Bedford-Strohm lobte das Engagement des Asylunterstützerkreises, der sich schon lange auf die Ankunft Flüchtlinge im Ort vorbereitet hatte. "Es ist ihnen zu verdanken, dass, der Name Vorra weiter einen guten Klang hat und jedem klar ist, dass die Flüchtlinge hier keine Ablehnung erfahren", so Bedford-Strohm.

"Es muss glasklar sein muss, dass so etwas nirgendwo ein Verständnis findet. Das hat hier nichts zu suchen", unterstrich der EKD-Ratsvorsitzende. Auch ein "Nährboden", aus dem solche Gewaltakte kommen, müsse bekämpft werden. "Wir müssen den Menschen, die in diesen Häusern wohnen, die Angst nehmen", fügte er an.
Am Abend hatten Nürnberger antifaschistische Gruppen zu einem Protestmarsch durch den Ort Vorra aufgerufen. Dem schlossen sich etwa 600 Menschen an. Am Sonntagmorgen ist ein Solidaritätsgottesdienst in Vorra geplant. Anschließend soll eine Menschenkette um die beschädigten Häuser gebildet werden.

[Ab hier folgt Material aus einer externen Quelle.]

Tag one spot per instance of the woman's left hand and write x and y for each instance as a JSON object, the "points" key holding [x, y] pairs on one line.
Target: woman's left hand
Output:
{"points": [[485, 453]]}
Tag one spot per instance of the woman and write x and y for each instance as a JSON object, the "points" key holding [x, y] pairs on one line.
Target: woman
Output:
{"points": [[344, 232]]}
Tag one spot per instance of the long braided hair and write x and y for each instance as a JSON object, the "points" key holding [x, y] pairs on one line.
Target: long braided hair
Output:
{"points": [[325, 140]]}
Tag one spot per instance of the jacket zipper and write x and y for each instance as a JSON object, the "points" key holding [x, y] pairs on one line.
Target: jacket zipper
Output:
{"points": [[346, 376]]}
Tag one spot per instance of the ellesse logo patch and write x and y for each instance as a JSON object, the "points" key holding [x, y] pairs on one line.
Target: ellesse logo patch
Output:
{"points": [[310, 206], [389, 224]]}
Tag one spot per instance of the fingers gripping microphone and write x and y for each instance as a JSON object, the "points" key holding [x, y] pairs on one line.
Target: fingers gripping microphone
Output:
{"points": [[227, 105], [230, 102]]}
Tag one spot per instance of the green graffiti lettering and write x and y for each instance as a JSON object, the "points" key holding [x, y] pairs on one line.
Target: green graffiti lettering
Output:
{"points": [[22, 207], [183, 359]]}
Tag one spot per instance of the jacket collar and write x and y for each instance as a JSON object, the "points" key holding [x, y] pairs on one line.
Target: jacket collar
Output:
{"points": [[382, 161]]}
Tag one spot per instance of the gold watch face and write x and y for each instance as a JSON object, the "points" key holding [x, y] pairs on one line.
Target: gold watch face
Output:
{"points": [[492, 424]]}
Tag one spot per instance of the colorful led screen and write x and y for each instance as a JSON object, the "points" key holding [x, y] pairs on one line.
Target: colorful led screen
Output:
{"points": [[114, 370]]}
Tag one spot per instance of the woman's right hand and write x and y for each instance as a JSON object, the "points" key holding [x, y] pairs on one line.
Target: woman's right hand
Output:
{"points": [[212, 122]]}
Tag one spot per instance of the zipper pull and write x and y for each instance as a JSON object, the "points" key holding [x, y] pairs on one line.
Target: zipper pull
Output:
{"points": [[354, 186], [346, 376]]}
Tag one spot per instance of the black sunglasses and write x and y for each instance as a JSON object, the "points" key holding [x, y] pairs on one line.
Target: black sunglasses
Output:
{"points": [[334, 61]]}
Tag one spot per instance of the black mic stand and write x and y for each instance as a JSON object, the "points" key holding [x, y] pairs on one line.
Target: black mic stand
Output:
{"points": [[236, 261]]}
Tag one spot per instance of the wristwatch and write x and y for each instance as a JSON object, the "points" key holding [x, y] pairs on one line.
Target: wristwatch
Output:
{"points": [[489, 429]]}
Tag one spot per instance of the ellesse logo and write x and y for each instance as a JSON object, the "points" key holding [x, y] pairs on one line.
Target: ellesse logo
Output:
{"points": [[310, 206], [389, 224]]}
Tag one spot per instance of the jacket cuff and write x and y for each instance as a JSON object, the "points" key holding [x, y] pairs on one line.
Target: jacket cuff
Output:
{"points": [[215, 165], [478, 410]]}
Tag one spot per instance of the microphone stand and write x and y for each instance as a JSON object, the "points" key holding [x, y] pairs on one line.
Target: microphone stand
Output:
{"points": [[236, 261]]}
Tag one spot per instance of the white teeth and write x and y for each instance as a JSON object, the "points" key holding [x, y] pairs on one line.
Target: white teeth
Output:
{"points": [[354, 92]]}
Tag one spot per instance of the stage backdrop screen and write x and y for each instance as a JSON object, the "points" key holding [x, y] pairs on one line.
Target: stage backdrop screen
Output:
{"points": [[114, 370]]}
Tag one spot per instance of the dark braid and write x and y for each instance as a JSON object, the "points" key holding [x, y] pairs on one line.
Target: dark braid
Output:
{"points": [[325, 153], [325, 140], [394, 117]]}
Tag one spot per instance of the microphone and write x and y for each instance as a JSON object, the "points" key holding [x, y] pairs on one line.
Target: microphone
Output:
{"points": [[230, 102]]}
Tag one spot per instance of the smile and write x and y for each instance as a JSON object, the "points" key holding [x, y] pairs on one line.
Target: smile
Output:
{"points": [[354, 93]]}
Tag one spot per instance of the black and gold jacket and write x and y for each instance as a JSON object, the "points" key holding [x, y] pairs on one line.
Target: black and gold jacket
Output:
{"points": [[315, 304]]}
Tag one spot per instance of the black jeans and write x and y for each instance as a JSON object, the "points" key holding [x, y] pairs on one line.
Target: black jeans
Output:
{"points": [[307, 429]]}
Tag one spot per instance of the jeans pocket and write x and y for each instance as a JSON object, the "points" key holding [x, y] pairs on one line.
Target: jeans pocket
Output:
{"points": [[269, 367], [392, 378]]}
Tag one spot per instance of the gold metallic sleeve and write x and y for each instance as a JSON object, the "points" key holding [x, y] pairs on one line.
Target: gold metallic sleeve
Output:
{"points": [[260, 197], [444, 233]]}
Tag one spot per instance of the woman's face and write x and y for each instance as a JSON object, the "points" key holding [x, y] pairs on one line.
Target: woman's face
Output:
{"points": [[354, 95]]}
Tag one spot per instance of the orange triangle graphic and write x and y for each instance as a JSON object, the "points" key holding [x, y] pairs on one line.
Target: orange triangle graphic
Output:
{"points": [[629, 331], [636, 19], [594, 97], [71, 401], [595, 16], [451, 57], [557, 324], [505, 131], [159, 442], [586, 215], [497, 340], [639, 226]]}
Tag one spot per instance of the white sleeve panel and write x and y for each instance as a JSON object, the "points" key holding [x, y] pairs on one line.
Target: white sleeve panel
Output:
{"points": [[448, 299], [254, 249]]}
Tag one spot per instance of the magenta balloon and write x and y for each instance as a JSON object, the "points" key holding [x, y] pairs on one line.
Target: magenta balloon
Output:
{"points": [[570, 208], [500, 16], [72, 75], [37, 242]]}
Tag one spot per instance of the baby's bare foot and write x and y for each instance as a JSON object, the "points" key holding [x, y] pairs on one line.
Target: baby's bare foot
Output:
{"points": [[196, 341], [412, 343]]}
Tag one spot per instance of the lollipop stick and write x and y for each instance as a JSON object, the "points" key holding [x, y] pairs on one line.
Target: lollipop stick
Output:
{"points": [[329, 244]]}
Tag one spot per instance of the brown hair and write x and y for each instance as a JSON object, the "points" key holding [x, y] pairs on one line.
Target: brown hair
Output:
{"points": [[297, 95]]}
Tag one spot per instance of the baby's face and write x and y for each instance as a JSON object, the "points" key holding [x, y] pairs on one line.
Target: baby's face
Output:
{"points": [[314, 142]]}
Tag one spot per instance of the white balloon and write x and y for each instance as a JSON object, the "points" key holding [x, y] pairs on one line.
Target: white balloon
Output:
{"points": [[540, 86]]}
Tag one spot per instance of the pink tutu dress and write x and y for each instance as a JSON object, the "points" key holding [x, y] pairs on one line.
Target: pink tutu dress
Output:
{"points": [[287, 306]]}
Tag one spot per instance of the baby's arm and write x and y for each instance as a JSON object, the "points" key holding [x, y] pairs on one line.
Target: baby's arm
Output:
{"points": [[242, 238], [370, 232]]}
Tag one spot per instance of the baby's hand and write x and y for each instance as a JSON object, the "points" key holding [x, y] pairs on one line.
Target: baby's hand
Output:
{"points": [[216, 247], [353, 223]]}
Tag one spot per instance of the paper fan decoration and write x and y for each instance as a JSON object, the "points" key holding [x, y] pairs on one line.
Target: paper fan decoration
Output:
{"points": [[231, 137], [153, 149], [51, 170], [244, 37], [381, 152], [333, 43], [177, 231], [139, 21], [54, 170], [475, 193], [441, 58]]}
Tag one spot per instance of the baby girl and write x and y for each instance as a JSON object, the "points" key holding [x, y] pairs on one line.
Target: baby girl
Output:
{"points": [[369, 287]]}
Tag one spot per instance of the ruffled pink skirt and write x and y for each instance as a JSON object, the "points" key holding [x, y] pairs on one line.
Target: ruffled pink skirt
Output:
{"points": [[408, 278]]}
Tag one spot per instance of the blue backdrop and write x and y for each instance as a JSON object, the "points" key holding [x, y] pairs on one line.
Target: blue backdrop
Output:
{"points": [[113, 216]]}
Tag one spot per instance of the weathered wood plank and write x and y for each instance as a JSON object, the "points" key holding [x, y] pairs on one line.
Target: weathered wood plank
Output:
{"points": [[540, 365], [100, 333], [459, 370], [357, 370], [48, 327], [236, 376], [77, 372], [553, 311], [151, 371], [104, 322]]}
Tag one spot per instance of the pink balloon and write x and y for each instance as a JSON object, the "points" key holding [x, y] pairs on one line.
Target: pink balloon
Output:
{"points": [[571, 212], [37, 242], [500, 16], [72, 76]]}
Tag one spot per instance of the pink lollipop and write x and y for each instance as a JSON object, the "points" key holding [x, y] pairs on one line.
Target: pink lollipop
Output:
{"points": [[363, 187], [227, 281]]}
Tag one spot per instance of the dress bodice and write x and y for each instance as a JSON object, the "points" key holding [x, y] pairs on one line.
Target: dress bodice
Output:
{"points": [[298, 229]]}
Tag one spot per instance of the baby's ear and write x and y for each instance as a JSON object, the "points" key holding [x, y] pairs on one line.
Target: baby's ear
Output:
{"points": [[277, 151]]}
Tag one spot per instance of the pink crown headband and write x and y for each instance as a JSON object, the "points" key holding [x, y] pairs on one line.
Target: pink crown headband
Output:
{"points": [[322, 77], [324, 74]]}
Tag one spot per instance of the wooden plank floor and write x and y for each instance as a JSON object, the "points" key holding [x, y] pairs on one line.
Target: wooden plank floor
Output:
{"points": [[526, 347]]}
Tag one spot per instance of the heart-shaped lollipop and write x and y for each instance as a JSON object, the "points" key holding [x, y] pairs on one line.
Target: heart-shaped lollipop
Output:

Zur Ermittlung der Täter, die für die Brandanschläge vom Donnerstag verantwortlich sind, wurde eine 20-köpfige Sonderkommission gebildet. 5.000 Euro Belohnung sind ausgesetzt. Am späten Donnerstagabend hatten in Vorra drei Häuser gebrannt, die nach ihrer Renovierung ab Februar 2015 zu Asylbewerberunterkünften ab Februar für 80 Flüchtlinge werden sollten. Die Ermittler gehen von einem rechtsextremen Hintergrund aus.

Wie die Polizei berichtet, kamen rund 600 Teilnehmer am frühen Abend nach Vorra zu einer Versammlung mit dem Thema "Rassismus bekämpfen". D

Die Gruppe traf sich um 17 Uhr am Bahnhof von Vorra und ging anschließend zu den Brandorten in der Hirschbacher Straße/Ecke Hauptstraße.

Hier fand eine Kundgebung mit mehreren Redebeiträgen statt. Die Versammlung verlief nach Polizeiangaben friedlich und endete um 18.10 Uhr wieder am Bahnhof.